Established Immigrants, Uncommon Residents… Kelp Gulls
Everybody recognises Silver Gulls – noisy, arrogant, pearl-grey and white little seagulls that are common and widespread. They are not restricted to the coast and may occur far inland up rivers, on lakes and swamps, and around garbage tips.There are also two other less familiar gulls resident in Australia, very different from Silver Gulls but difficult to distinguish from one another. Both are large, black and white in colour when full-grown, buoyant and majestic in flight, more or less confined to Tasmania and the southern coast of the mainland between Perth and Newcastle, and usually seen alone in the beaches and bays of Sydney’s east. Pacific Gulls are endemic, while Kelp Gulls are widespread in New Zealand, South Africa, southern South America and the Antarctic region, and are now established immigrants that breed in Australia.
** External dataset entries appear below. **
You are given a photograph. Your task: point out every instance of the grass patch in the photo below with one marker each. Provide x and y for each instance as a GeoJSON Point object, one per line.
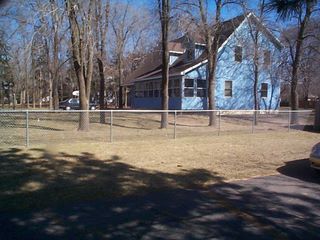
{"type": "Point", "coordinates": [46, 176]}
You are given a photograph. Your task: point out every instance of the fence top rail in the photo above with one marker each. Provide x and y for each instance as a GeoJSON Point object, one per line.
{"type": "Point", "coordinates": [156, 111]}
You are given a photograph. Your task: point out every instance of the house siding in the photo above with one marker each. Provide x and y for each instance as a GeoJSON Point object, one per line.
{"type": "Point", "coordinates": [240, 73]}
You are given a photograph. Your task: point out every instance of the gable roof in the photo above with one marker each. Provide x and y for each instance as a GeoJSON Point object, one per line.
{"type": "Point", "coordinates": [151, 68]}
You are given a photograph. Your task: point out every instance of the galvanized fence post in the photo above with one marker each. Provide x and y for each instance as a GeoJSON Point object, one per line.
{"type": "Point", "coordinates": [27, 128]}
{"type": "Point", "coordinates": [289, 121]}
{"type": "Point", "coordinates": [253, 121]}
{"type": "Point", "coordinates": [175, 124]}
{"type": "Point", "coordinates": [111, 123]}
{"type": "Point", "coordinates": [219, 123]}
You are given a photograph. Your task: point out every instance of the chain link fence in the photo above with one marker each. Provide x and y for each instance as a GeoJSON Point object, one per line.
{"type": "Point", "coordinates": [31, 128]}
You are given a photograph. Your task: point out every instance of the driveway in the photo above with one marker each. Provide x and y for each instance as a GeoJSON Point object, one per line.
{"type": "Point", "coordinates": [283, 206]}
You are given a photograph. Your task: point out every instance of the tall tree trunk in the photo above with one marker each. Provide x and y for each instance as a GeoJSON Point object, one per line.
{"type": "Point", "coordinates": [164, 11]}
{"type": "Point", "coordinates": [120, 81]}
{"type": "Point", "coordinates": [212, 46]}
{"type": "Point", "coordinates": [294, 97]}
{"type": "Point", "coordinates": [54, 65]}
{"type": "Point", "coordinates": [82, 53]}
{"type": "Point", "coordinates": [256, 76]}
{"type": "Point", "coordinates": [101, 31]}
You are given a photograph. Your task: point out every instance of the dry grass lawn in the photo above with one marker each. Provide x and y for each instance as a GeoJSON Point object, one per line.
{"type": "Point", "coordinates": [48, 176]}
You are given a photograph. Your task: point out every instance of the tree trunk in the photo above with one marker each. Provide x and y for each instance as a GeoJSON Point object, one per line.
{"type": "Point", "coordinates": [164, 11]}
{"type": "Point", "coordinates": [256, 78]}
{"type": "Point", "coordinates": [101, 91]}
{"type": "Point", "coordinates": [212, 46]}
{"type": "Point", "coordinates": [82, 53]}
{"type": "Point", "coordinates": [294, 97]}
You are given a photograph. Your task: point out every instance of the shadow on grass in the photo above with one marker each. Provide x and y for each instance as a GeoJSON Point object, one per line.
{"type": "Point", "coordinates": [63, 196]}
{"type": "Point", "coordinates": [300, 169]}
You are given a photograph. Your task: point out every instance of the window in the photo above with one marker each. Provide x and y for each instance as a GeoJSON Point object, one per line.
{"type": "Point", "coordinates": [189, 82]}
{"type": "Point", "coordinates": [156, 92]}
{"type": "Point", "coordinates": [238, 54]}
{"type": "Point", "coordinates": [266, 58]}
{"type": "Point", "coordinates": [201, 87]}
{"type": "Point", "coordinates": [201, 92]}
{"type": "Point", "coordinates": [150, 88]}
{"type": "Point", "coordinates": [138, 90]}
{"type": "Point", "coordinates": [201, 83]}
{"type": "Point", "coordinates": [145, 89]}
{"type": "Point", "coordinates": [189, 87]}
{"type": "Point", "coordinates": [228, 88]}
{"type": "Point", "coordinates": [264, 89]}
{"type": "Point", "coordinates": [188, 92]}
{"type": "Point", "coordinates": [190, 54]}
{"type": "Point", "coordinates": [174, 88]}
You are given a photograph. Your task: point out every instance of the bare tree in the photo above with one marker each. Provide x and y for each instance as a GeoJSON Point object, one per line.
{"type": "Point", "coordinates": [82, 53]}
{"type": "Point", "coordinates": [101, 29]}
{"type": "Point", "coordinates": [164, 13]}
{"type": "Point", "coordinates": [302, 12]}
{"type": "Point", "coordinates": [212, 36]}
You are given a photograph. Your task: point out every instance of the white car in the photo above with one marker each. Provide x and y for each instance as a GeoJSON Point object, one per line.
{"type": "Point", "coordinates": [315, 156]}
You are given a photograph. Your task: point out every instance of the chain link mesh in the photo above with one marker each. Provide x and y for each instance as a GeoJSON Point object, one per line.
{"type": "Point", "coordinates": [18, 128]}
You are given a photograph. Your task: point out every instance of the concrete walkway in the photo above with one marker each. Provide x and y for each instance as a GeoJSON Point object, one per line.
{"type": "Point", "coordinates": [284, 206]}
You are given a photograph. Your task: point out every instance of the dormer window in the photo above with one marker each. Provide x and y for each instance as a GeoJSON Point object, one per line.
{"type": "Point", "coordinates": [190, 54]}
{"type": "Point", "coordinates": [238, 54]}
{"type": "Point", "coordinates": [266, 58]}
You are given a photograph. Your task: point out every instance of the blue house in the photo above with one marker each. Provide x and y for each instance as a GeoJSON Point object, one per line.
{"type": "Point", "coordinates": [188, 85]}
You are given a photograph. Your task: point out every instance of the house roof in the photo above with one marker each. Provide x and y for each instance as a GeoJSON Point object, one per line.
{"type": "Point", "coordinates": [152, 66]}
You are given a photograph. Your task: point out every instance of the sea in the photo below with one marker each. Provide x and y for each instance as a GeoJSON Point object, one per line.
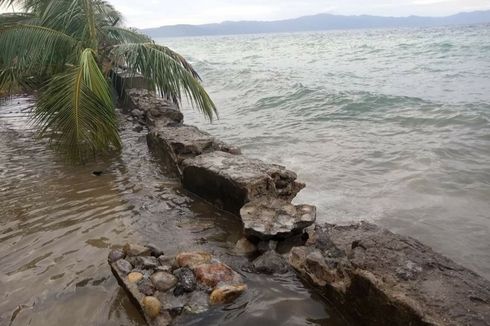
{"type": "Point", "coordinates": [389, 126]}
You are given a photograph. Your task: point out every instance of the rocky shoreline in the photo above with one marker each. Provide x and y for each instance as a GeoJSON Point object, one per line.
{"type": "Point", "coordinates": [371, 274]}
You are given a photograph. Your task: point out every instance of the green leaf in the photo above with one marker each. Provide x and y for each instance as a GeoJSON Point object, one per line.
{"type": "Point", "coordinates": [76, 111]}
{"type": "Point", "coordinates": [170, 74]}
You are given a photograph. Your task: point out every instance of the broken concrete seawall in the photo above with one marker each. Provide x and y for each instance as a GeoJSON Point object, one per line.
{"type": "Point", "coordinates": [377, 277]}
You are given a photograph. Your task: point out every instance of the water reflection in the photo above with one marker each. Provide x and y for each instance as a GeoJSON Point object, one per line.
{"type": "Point", "coordinates": [57, 223]}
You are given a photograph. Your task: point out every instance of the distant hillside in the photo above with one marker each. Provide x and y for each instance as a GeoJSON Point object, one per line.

Adult Kelp Gulls are big, black-backed gulls with white tails and small distinctive white patches near their wing tips. They have yellow bills with a small red spot, restricted to the lower part. Adult Pacific Gulls can be readily distinguished from them by their white tails with broad black sub-terminal bands, and wings that are wholly black except for a narrow white trailing edge; the tips of their massive yellow bills appear to have been dipped in scarlet paint. Juvenile and immature birds of both species are brown and develop their immaculate adult plumage over a period of three to four years. Pacific Gulls of all ages always have massive bills and juveniles are generally much darker than Kelp Gulls.
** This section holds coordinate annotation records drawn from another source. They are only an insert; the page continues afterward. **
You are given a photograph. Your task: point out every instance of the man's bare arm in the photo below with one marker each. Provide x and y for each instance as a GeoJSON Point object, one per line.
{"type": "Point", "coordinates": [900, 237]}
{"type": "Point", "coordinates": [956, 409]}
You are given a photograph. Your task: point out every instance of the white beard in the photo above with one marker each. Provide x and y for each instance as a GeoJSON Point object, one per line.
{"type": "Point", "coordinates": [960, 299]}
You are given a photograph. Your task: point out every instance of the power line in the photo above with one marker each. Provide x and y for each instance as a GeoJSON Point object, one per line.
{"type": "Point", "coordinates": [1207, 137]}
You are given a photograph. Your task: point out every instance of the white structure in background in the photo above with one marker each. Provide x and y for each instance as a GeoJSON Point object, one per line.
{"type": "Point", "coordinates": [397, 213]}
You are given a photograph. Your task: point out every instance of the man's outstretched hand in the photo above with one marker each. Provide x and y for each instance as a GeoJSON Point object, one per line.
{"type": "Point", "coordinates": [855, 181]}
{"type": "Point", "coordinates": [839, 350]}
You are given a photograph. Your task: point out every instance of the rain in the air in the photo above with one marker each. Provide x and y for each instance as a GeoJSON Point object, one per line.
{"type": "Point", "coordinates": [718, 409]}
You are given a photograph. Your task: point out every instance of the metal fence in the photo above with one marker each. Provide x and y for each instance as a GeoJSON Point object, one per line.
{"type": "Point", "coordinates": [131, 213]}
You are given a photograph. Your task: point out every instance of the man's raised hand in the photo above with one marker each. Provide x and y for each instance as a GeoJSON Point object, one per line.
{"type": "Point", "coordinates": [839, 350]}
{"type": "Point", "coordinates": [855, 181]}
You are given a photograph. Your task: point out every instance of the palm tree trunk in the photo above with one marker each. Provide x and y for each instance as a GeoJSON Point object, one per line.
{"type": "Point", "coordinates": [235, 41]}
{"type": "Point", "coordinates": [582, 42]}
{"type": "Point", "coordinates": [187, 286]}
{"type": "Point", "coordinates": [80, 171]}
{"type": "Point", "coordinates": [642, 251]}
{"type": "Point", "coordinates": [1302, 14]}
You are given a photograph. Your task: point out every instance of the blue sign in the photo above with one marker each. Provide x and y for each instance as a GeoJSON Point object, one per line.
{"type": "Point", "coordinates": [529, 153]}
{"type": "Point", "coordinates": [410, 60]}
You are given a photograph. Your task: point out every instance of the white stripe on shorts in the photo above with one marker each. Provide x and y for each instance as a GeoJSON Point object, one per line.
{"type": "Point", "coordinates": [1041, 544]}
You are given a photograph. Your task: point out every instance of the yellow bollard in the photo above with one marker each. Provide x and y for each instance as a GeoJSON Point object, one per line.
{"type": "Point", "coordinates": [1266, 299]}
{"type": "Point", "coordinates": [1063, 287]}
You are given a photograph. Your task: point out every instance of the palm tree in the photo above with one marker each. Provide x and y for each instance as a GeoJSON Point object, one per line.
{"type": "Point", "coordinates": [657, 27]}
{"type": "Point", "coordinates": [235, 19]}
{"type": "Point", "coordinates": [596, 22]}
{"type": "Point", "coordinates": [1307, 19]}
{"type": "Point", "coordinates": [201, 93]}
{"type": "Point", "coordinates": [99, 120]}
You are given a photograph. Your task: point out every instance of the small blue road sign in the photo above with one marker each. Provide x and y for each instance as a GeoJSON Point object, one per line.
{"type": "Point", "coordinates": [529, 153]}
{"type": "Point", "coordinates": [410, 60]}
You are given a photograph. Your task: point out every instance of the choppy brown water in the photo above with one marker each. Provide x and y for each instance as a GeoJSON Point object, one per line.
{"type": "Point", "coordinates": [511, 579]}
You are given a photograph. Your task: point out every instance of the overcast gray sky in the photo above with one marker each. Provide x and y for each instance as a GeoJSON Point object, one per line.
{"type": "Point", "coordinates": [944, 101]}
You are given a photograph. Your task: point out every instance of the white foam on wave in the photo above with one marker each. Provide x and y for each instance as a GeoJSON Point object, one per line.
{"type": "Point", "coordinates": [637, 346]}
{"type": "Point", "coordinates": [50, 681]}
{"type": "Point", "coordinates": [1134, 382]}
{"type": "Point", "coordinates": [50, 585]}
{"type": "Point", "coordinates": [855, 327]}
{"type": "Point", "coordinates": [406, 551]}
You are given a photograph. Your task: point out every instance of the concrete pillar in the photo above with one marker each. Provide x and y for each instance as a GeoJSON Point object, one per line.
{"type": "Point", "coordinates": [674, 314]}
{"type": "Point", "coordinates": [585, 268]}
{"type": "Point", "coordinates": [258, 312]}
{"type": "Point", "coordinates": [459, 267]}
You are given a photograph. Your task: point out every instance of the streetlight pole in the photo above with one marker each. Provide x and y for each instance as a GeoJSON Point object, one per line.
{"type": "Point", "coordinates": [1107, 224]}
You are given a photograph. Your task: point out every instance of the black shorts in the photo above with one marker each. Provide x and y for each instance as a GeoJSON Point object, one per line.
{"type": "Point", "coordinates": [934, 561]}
Coastal bays, beaches, reefs and islands are the preferred habitats for Kelp Gulls in Australia. I’ve seen adults and immature birds resting on the rock platform at Clovelly, on the beach at Coogee, and soaring and wheeling over the ocean off the cliffs at Magic Point on Malabar Headland. I’ve never seen adult Pacific Gulls in the Eastern Beaches, but have spotted juveniles in winter when they have always been alone and not too hard to identify, appearing very dark brown, particularly on the head, with obvious massive dark bills.
Kelp Gulls are largely carnivorous, opportunistic predators and scavengers. Their diet varies between seasons and localities depending on availability, and includes crustaceans, molluscs and fish, alive or dead. In New Zealand they have been seen dropping shellfish on to rocks or sealed roads to crack them open, and they will accompany whales and Leopard Seals, scavenging on disturbed invertebrates, scraps and offal.
Kelp Gulls have increased their range and abundance in New Zealand and a similar pattern has occurred in Australia since one was first reported in January 1938, with first breeding reported in 1958, both in NSW. Earlier arrivals may have been overlooked as a museum specimen collected in Western Australia in 1924 was misidentified as a Pacific Gull and the mistake was not picked up until 1964. There was rapid expansion in range and numbers in the last half of the twentieth century and Kelp Gulls are now even more likely to be recorded, with no apparent change in distribution over the last thirty years. They appear to be successful and thriving in their chosen localities in Australia.